Natalie Jenner (The Jane Austen Society) plunges readers into a glittering world of cinema, censorship, and complex relationships in postwar Italy in her third novel, Every Time We Say Goodbye. After her playwriting career takes a disappointing turn, Vivien Lowry (featured in Jenner's Bloomsbury Girls) heads to Rome to work as a script doctor at Cinecittà Studios. She meets a colorful cast of characters--actors, producers, directors--from various countries, all doing their best to enjoy la dolce vita while fighting strict censorship by the Vatican. More poignantly, though, Vivien and her new friends are also still reckoning with their experiences during World War II. Vivien is searching for news of her lost fiancé, David, a POW who may have ended up in Italy.

Jenner unspools Vivien's story alongside that of la scolaretta, a local resistance fighter responsible for taking down a Nazi commander in 1943. Known as "the schoolgirl assassin," the young woman met a gruesome end, but her bravery has inspired a film script--one that Vivien's colleague Nino is determined to slip past the censors. As Vivien plunges into work at the studio, she learns more about the resistance in Italy; the long reach of the Vatican; the tangled network of Hollywood and Roman personalities that both drives the studio forward and thwarts its progress; and the painful personal histories of her colleagues. Levi Bassano, an Italian American writer with questions of his own about the war, becomes Vivien's loyal friend and companion, while John Lassiter, an enigmatic American producer with ties to a famous Italian actress, draws Vivien's attention in a different way. Several of Vivien's friends from Bloomsbury Girls (including art collector Peggy Guggenheim) resurface, and their combined support eventually helps Vivien find clarity.

With warmth and compassion, Jenner explores her characters' triumphs and tragedies: one woman's unplanned pregnancy, another's childhood experiences as a refugee, the constant racism faced by Black actors both at home and abroad.

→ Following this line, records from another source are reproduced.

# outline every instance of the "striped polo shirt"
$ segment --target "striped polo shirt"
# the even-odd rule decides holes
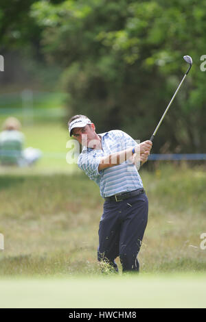
[[[102,149],[84,147],[78,157],[78,165],[89,179],[99,186],[101,196],[104,198],[143,188],[137,168],[129,160],[98,171],[102,157],[135,147],[137,143],[135,140],[126,133],[117,129],[98,135],[102,137]]]

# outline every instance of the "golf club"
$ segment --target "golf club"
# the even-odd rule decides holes
[[[169,110],[170,106],[170,105],[172,104],[172,101],[173,101],[173,100],[174,100],[174,97],[175,97],[176,93],[177,93],[177,92],[178,92],[179,90],[180,89],[181,84],[182,84],[183,82],[184,82],[185,77],[186,77],[187,75],[188,74],[188,73],[189,73],[189,71],[190,71],[190,69],[191,69],[191,67],[192,67],[192,58],[191,58],[190,56],[185,55],[185,56],[183,57],[183,58],[184,58],[184,60],[185,60],[185,62],[186,62],[187,64],[190,64],[190,66],[189,66],[187,71],[186,71],[186,73],[185,73],[185,74],[183,78],[182,79],[181,82],[180,83],[179,86],[178,86],[178,88],[177,88],[177,89],[176,89],[176,92],[175,92],[175,93],[174,94],[174,95],[173,95],[173,97],[172,97],[171,101],[170,101],[170,103],[169,103],[169,104],[168,104],[168,106],[167,107],[166,110],[165,110],[165,112],[164,112],[164,114],[163,114],[163,116],[162,116],[162,117],[161,117],[160,121],[159,122],[159,123],[158,123],[158,125],[157,125],[156,129],[154,129],[153,134],[152,135],[151,138],[150,138],[150,140],[152,141],[152,142],[153,141],[154,138],[154,136],[155,136],[155,134],[156,134],[156,133],[157,133],[157,132],[159,127],[160,127],[161,122],[162,122],[163,120],[164,119],[164,117],[165,117],[165,116],[166,115],[167,112],[168,112],[168,110]]]

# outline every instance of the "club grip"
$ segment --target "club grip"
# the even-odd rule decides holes
[[[150,138],[150,141],[153,142],[153,140],[154,138],[154,135],[152,135],[151,138]]]

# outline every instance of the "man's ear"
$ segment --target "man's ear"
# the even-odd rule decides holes
[[[91,126],[94,132],[95,132],[95,129],[95,129],[95,125],[94,125],[94,123],[91,123]]]

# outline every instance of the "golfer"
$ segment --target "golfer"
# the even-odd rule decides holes
[[[139,145],[121,130],[98,134],[84,115],[68,122],[70,136],[82,145],[78,165],[98,184],[104,198],[99,227],[98,259],[118,271],[139,271],[137,255],[148,221],[148,202],[136,165],[147,161],[152,143]]]

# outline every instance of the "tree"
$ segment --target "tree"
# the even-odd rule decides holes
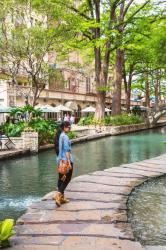
[[[31,104],[35,106],[54,74],[48,54],[53,49],[61,48],[65,27],[58,24],[58,15],[56,29],[49,26],[47,16],[35,12],[32,7],[32,1],[4,3],[1,12],[0,68],[19,90],[18,78],[23,75],[27,79],[29,91],[24,97],[30,101],[32,96]]]

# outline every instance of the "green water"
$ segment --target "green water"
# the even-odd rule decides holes
[[[166,176],[136,188],[128,206],[136,240],[143,245],[162,245],[165,246],[162,249],[166,249]]]
[[[73,146],[74,176],[166,153],[166,127]],[[0,220],[18,218],[34,200],[55,190],[54,150],[0,162]]]

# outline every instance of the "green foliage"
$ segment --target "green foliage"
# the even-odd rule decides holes
[[[26,115],[27,113],[32,113],[33,117],[40,117],[42,115],[42,112],[40,109],[35,109],[31,105],[13,108],[11,110],[10,116],[15,116],[17,113],[21,113],[22,115]]]
[[[105,118],[105,125],[121,126],[142,123],[143,119],[137,115],[122,114],[118,116],[108,116]]]
[[[73,132],[73,131],[69,131],[69,132],[67,133],[67,135],[68,135],[68,137],[69,137],[70,140],[76,138],[76,136],[77,136],[76,133]]]
[[[3,248],[10,246],[9,238],[15,235],[13,225],[13,219],[6,219],[4,221],[0,221],[0,247]]]
[[[92,116],[83,117],[80,119],[78,125],[99,125],[99,126],[121,126],[142,123],[142,117],[138,115],[122,114],[118,116],[106,116],[102,120],[96,120]]]
[[[25,122],[19,121],[16,124],[6,123],[1,126],[1,130],[4,131],[9,137],[21,136],[21,133],[24,131]]]
[[[32,119],[28,126],[39,134],[39,145],[53,143],[57,124],[52,120]]]
[[[78,125],[80,125],[80,126],[91,125],[92,122],[93,122],[93,116],[86,116],[86,117],[82,117],[79,120]]]
[[[57,123],[52,120],[45,120],[41,118],[42,112],[40,109],[34,109],[32,106],[27,105],[22,108],[15,108],[11,112],[11,116],[15,116],[17,113],[23,115],[32,113],[32,118],[26,121],[18,121],[17,123],[6,123],[0,127],[0,129],[9,137],[21,136],[21,133],[35,131],[39,134],[39,145],[46,143],[53,143],[55,130]]]

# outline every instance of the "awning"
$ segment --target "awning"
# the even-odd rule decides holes
[[[83,113],[94,113],[95,111],[96,111],[96,109],[94,107],[91,107],[91,106],[81,110],[81,112],[83,112]]]
[[[66,102],[65,107],[72,109],[72,110],[75,110],[75,111],[78,110],[78,106],[77,106],[76,102],[73,102],[73,101]]]
[[[63,106],[63,105],[59,105],[59,106],[57,106],[57,107],[55,107],[56,108],[56,110],[58,110],[58,111],[66,111],[66,112],[72,112],[73,110],[72,109],[70,109],[70,108],[68,108],[68,107],[66,107],[66,106]]]
[[[4,106],[4,105],[0,105],[0,113],[10,113],[12,108]]]

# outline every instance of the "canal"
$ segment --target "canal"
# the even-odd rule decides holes
[[[73,145],[74,176],[166,153],[166,127]],[[18,218],[27,206],[55,190],[55,152],[0,161],[0,220]]]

Before Vivien and the other characters can move forward, they must each grapple with the scars left by their pasts. "Perhaps," as one character muses, "examining the past will guide you in ways you can't yet know." Living in the Eternal City, Vivien must face up to her own past and how it affects her present, and decide what kind of future she wants to build.

With lush descriptions, vivid period detail, and fascinating personalities, Jenner's cinematic narrative is shot through with both pain and hope. --Katie Noah Gibson, blogger at Cakes, Tea and Dreams

Shelf Talker: Natalie Jenner's vivid third novel explores cinema, censorship, and complex relationships in Rome after World War II.